Even Castroneves, who also has never won an IndyCar series title after numerous near misses, couldn't take pleasure in Power's qualifying misfortune at Fontana.
"When he had that scenario happening, I was like, 'Oh my God,'" Castroneves said. "I was actually concerned, because we couldn't have that kind of scenario. I was having some doubts, but there's nothing you can do.''
Castroneves trails Power by 50 points in second place heading into the season finale. Both drivers are attempting to win their first IndyCar title.
Although starting position isn't exactly vital in a 500-mile oval race, the difference between the Penske drivers is stark. Castroneves was concerned by his teammate's poor performance in qualifying, even though it could benefit him personally.
Power says his qualifying went "as bad as it could possibly go" in 99-degree temperatures on the well-aged track that was built by Roger Penske, his team owner. Power won the Fontana race from the pole last year.
Power minimized the importance of his position, saying he prefers to "start in the very front or the very back'' so he can maximize his chances of avoiding a crash, the biggest danger to his chances of winning the title.
Castroneves smiled when told of Power's thoughts.
"I guess his wish came true,'' the Brazilian said. "I didn't mean it in a bad way. I feel that for me, I've got to go in front. There's no question about it.''
Castroneves handled the high temperatures splendidly but doesn't anticipate much advantage under the lights.
"It's still 500 miles," Castroneves said. "It's still a long way, and we've just got to continue doing what we're doing."
Simon Pagenaud, who trails Power by 81 points in third place, will start 13th. He focused more on choosing his lines and improving his track strategy during qualifying.
"It's a good track for passing," Pagenaud said. "Good racing here. Certainly it's one of my favorites for this reason. It allows you to be creative with your line and understand what your tires are doing. It's easier to do what you want to do to pass them."

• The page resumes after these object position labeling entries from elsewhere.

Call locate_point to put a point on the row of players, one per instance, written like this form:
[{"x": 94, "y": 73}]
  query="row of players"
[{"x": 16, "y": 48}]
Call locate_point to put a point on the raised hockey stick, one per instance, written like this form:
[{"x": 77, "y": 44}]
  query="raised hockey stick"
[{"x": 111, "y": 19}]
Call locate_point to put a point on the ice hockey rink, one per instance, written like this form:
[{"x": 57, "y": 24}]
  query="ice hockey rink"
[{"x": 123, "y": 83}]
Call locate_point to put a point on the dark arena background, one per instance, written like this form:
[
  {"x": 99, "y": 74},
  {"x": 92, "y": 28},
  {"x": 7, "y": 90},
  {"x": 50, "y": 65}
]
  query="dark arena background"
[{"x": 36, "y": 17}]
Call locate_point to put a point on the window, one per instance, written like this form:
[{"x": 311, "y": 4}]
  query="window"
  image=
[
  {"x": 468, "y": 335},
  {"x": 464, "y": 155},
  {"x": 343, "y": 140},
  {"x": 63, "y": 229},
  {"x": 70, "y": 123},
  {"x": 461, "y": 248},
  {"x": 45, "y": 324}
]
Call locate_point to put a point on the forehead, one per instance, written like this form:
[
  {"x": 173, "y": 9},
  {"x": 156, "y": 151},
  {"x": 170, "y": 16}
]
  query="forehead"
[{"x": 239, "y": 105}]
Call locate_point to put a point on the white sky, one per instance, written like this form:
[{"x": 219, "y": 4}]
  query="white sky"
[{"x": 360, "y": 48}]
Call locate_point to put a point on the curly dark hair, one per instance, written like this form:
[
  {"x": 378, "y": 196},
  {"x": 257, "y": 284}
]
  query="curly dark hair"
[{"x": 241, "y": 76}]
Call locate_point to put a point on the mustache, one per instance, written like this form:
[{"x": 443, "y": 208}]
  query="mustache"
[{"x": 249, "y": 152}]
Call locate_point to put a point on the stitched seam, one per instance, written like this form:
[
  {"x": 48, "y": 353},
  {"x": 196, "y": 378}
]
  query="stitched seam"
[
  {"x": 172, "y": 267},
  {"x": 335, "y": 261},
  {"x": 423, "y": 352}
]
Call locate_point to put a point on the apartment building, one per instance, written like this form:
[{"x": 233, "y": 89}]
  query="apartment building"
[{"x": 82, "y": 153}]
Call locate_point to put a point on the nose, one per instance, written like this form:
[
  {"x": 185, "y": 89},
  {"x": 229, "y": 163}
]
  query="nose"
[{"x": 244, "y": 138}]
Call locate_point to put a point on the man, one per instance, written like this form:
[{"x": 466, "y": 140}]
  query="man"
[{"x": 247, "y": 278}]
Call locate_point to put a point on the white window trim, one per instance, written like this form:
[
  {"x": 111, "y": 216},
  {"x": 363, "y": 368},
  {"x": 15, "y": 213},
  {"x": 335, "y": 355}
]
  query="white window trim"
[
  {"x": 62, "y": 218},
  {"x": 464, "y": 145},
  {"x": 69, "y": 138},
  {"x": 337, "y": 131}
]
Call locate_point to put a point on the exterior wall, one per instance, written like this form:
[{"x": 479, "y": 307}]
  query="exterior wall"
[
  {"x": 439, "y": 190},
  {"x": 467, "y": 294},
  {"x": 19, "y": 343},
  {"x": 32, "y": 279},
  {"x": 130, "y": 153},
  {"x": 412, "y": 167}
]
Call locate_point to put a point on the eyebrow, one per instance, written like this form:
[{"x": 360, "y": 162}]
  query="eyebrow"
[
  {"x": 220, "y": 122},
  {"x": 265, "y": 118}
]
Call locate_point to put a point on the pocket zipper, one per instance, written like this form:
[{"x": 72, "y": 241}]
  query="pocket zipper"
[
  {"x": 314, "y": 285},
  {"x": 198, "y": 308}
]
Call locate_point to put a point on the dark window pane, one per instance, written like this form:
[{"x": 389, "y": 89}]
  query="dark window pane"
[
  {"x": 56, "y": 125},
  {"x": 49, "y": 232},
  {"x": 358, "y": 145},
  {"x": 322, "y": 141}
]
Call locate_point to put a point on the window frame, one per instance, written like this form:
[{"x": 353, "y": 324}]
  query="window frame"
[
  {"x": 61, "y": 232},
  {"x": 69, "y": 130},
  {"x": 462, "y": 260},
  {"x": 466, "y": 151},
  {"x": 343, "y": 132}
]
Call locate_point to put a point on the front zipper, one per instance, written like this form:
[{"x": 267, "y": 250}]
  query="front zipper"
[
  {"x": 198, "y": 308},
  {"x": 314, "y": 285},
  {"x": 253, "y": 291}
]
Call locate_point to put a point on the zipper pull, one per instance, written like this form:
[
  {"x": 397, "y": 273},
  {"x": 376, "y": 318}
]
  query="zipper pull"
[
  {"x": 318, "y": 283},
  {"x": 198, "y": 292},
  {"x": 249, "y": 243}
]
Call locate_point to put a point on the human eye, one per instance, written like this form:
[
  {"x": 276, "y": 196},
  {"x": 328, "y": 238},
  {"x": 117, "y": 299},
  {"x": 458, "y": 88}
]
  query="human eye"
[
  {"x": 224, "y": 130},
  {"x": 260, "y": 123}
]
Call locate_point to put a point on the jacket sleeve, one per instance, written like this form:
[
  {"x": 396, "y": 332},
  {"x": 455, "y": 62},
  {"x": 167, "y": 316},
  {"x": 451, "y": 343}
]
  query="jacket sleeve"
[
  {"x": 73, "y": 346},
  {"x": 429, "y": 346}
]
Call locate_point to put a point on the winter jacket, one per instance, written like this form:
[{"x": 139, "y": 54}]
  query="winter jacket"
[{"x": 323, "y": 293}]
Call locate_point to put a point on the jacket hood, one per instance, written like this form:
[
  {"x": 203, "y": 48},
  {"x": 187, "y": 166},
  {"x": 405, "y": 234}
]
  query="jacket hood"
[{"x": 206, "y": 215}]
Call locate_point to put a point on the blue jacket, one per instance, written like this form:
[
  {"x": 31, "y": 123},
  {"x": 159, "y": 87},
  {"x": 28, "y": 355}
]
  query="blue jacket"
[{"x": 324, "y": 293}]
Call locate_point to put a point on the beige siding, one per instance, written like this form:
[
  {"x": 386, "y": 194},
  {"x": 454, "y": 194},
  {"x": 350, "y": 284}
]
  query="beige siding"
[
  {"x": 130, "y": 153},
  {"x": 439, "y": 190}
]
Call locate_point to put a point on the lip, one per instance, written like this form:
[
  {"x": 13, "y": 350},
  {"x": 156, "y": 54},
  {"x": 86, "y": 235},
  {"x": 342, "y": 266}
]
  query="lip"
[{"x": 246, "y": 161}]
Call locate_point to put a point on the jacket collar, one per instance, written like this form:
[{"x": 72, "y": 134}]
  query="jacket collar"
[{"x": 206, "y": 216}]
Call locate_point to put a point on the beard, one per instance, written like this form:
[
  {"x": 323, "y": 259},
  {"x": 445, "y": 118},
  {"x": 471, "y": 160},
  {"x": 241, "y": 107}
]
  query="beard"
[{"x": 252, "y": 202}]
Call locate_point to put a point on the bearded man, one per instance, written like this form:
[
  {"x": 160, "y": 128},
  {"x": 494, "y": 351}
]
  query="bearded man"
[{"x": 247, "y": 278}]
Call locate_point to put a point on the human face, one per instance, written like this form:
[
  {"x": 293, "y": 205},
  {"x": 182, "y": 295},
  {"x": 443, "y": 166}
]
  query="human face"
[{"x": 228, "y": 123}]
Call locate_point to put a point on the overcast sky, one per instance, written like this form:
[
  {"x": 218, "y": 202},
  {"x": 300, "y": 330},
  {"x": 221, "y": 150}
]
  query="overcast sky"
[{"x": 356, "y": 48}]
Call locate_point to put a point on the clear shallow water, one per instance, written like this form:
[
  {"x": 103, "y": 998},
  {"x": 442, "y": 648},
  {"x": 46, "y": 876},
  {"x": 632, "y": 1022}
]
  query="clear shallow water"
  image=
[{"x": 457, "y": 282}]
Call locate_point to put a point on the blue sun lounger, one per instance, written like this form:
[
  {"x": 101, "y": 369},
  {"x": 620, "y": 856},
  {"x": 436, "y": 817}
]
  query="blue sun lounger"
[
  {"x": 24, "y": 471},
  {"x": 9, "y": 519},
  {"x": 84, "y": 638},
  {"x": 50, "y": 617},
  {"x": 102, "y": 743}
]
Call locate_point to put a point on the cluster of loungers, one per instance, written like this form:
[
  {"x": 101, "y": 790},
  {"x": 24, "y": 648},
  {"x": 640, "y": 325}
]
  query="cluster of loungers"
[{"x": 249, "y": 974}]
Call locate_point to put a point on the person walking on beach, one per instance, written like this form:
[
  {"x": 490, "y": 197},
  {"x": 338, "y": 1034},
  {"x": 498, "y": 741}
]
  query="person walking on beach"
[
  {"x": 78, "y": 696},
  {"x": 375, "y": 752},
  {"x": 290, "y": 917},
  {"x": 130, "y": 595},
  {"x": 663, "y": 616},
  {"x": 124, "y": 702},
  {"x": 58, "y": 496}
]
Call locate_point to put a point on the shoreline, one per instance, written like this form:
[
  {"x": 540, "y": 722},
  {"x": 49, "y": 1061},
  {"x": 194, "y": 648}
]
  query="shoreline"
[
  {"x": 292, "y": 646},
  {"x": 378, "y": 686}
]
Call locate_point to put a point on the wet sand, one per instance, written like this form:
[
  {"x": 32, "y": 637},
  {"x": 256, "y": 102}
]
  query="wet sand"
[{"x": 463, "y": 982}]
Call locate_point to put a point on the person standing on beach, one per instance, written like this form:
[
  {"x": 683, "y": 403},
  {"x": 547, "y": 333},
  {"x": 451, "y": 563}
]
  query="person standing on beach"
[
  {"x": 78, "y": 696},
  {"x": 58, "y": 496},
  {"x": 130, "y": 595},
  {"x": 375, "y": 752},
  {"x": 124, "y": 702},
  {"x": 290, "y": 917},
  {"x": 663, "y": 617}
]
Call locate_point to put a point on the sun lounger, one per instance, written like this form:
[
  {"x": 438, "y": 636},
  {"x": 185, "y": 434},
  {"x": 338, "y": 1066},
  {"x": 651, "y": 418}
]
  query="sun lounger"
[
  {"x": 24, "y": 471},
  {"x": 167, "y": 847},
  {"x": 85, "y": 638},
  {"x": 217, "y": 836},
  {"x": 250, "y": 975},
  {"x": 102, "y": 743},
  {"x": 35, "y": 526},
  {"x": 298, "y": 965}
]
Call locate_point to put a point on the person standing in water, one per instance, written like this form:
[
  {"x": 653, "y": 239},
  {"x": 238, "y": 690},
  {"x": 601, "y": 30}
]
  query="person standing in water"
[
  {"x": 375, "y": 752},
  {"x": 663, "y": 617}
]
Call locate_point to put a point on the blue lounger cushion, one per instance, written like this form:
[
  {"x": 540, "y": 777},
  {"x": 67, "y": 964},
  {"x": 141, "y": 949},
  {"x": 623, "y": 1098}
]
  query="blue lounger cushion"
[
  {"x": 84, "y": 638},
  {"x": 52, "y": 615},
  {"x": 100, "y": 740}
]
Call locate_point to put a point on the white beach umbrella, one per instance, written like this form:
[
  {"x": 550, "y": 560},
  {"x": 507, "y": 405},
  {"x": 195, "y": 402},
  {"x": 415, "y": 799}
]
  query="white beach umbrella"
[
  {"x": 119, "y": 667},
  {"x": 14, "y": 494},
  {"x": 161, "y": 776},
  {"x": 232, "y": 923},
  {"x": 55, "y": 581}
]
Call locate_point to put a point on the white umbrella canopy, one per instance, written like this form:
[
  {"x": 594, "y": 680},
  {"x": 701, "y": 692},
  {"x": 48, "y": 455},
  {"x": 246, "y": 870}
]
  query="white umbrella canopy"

Penske and Penske Racing president Tim Cindric plan to gather their drivers before the race to praise their teamwork all season. Each of Penske's three drivers has won at least one race, and Juan Pablo Montoya qualified right behind Castroneves in second. Power and Castroneves then will be free to race for the title, and Penske doesn't think team orders will be necessary. The 77-year-old mogul just hopes either one of his drivers ends his eight-year IndyCar title drought.
"Being in this position for the championship, I probably shouldn't be up here [talking about it],'' Penske said before qualifying. "Because every year, we seem to get to this race or the last race, and we seem to kick the can down the road.''
The Associated Press contributed to this report.